Clopidogrel monotherapy, 75 mg daily, is recommended for secondary prevention of stroke and can also be used in patients who are allergic to aspirin.5 Comparison studies show that patients taking clopidogrel monotherapy, aspirin monotherapy, or aspirin/dipyridamole have similar rates of recurrent stroke and TIA.5 Clopidogrel is considered to be as safe as aspirin with fewer bleeding episodes.36
The effectiveness of clopidogrel may be decreased when used with a proton pump inhibitor because of possible cytochrome P450 2C19 interactions. For patients with concomitant gastroesophageal reflux disease, a histamine H2 blocker or pantoprazole (Protonix) should be used instead of omeprazole (Prilosec) because of its decreased effects at CYP2C19.34,36,37
ASPIRIN PLUS CLOPIDOGREL
The CHANCE (Clopidogrel in High-Risk Patients with Acute Nondisabling Cerebrovascular Events) trial demonstrated that starting aspirin plus clopidogrel within 24 hours of a minor ischemic stroke or TIA and continuing it for up to 21 days may prevent recurrent stroke.38 The aspirin plus clopidogrel combination is not recommended for long-term use (more than two to three years) because bleeding risk increases.5 Two trials comparing aspirin plus clopidogrel with each therapy alone did not show an improvement in recurrent stroke or TIA rates, and the combination increased bleeding events.35,39
Aspirin/dipyridamole, 25 mg/200 mg twice daily, is indicated for initial therapy after TIA or ischemic stroke for recurrent stroke prevention.5,40,41 In one trial, aspirin/dipyridamole demonstrated a 33% relative risk reduction vs. placebo for stroke or death, with a number needed to treat of 11.40 In a second trial, aspirin/dipyridamole demonstrated a 23% relative risk reduction vs. aspirin monotherapy for stroke.41 When the trials were compared, the combination was at least as effective as aspirin alone for secondary stroke prevention, but it was not as well tolerated as aspirin monotherapy.5
Data Sources: We searched PubMed, Cochrane Database of Systematic Reviews, U.S. Preventive Services Task Force, and UpToDate.
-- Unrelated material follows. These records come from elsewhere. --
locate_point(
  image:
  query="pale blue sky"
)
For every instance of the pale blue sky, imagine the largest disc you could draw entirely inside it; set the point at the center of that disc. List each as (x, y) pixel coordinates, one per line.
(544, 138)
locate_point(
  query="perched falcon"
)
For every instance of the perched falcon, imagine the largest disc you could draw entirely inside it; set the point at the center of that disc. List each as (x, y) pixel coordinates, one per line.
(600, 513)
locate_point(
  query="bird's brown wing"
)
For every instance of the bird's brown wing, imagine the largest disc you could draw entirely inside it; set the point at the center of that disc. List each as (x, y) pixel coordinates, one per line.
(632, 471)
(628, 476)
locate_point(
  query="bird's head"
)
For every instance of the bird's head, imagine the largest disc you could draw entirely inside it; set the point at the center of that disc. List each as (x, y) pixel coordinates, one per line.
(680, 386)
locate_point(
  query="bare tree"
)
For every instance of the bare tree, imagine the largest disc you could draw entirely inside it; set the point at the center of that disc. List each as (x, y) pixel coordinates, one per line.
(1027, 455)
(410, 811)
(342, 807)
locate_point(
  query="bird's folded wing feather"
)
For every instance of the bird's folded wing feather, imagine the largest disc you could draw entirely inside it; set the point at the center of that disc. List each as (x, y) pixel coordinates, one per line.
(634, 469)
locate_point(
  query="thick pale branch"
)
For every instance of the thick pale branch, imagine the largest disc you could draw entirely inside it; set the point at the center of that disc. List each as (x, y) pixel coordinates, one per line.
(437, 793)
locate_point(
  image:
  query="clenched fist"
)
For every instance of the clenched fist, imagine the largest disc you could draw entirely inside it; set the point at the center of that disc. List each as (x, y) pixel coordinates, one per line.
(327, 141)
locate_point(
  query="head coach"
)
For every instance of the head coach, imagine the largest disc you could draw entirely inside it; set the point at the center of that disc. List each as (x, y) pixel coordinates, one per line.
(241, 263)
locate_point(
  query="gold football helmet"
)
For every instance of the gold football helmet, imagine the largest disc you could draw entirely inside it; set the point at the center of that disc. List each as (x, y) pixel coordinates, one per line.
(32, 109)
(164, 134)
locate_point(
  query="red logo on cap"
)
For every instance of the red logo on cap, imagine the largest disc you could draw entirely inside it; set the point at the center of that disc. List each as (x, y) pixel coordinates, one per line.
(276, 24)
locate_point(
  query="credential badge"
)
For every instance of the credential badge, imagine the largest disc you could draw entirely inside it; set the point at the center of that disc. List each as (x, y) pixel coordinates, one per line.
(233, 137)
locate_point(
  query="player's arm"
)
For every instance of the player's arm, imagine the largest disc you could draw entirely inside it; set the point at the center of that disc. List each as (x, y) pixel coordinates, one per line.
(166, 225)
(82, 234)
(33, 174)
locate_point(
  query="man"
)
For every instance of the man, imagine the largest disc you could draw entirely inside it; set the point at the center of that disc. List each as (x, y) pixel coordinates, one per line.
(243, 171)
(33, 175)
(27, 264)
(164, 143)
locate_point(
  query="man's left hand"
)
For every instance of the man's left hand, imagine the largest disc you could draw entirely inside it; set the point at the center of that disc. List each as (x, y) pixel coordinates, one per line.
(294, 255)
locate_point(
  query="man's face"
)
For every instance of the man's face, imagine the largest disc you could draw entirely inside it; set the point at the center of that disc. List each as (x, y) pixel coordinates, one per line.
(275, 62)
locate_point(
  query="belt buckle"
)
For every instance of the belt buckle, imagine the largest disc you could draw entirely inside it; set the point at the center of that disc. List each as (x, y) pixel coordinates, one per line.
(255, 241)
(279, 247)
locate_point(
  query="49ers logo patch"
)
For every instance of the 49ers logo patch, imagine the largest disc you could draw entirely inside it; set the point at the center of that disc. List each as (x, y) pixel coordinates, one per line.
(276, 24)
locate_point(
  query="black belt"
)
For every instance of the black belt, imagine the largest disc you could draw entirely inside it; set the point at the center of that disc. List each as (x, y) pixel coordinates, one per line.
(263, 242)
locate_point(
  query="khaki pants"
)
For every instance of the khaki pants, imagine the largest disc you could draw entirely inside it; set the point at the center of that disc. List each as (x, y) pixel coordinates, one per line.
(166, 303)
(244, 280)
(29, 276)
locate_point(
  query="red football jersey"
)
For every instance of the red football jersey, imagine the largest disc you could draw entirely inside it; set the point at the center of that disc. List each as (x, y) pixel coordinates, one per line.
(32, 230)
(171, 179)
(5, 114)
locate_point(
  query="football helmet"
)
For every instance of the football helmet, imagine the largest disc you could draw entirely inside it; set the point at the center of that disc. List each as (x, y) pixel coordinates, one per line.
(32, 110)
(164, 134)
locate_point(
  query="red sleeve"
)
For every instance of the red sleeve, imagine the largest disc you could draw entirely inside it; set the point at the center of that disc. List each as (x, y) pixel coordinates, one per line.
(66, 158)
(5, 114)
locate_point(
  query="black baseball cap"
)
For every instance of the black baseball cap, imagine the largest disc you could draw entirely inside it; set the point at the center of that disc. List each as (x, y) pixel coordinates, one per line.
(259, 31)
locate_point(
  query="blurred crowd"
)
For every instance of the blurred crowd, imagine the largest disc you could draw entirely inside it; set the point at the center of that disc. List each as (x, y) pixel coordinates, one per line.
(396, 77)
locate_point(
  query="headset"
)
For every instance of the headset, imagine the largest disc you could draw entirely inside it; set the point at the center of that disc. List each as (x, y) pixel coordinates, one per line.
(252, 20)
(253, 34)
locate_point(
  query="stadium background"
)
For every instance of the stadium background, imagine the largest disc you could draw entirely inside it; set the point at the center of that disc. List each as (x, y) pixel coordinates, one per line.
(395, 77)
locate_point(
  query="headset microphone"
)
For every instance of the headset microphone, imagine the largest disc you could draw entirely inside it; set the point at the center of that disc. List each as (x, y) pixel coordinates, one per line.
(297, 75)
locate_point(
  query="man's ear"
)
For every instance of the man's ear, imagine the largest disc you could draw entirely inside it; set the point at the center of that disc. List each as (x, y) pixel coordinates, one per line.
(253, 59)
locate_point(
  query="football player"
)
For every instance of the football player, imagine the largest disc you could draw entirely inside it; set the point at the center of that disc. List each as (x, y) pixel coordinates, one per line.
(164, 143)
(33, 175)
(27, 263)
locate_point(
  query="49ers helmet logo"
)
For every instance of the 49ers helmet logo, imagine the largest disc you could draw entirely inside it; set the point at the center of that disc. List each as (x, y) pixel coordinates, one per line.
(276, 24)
The search included meta-analyses, randomized controlled trials, clinical trials, guidelines, and reviews. The key terms strokes and recurrent were searched with the other key terms diet, salt reduction, DASH diet, exercise, weight loss, smoking, obstructive sleep apnea, meditation, alcohol use, and supplements. Search dates: September 1, 2016, to January 8, 2017.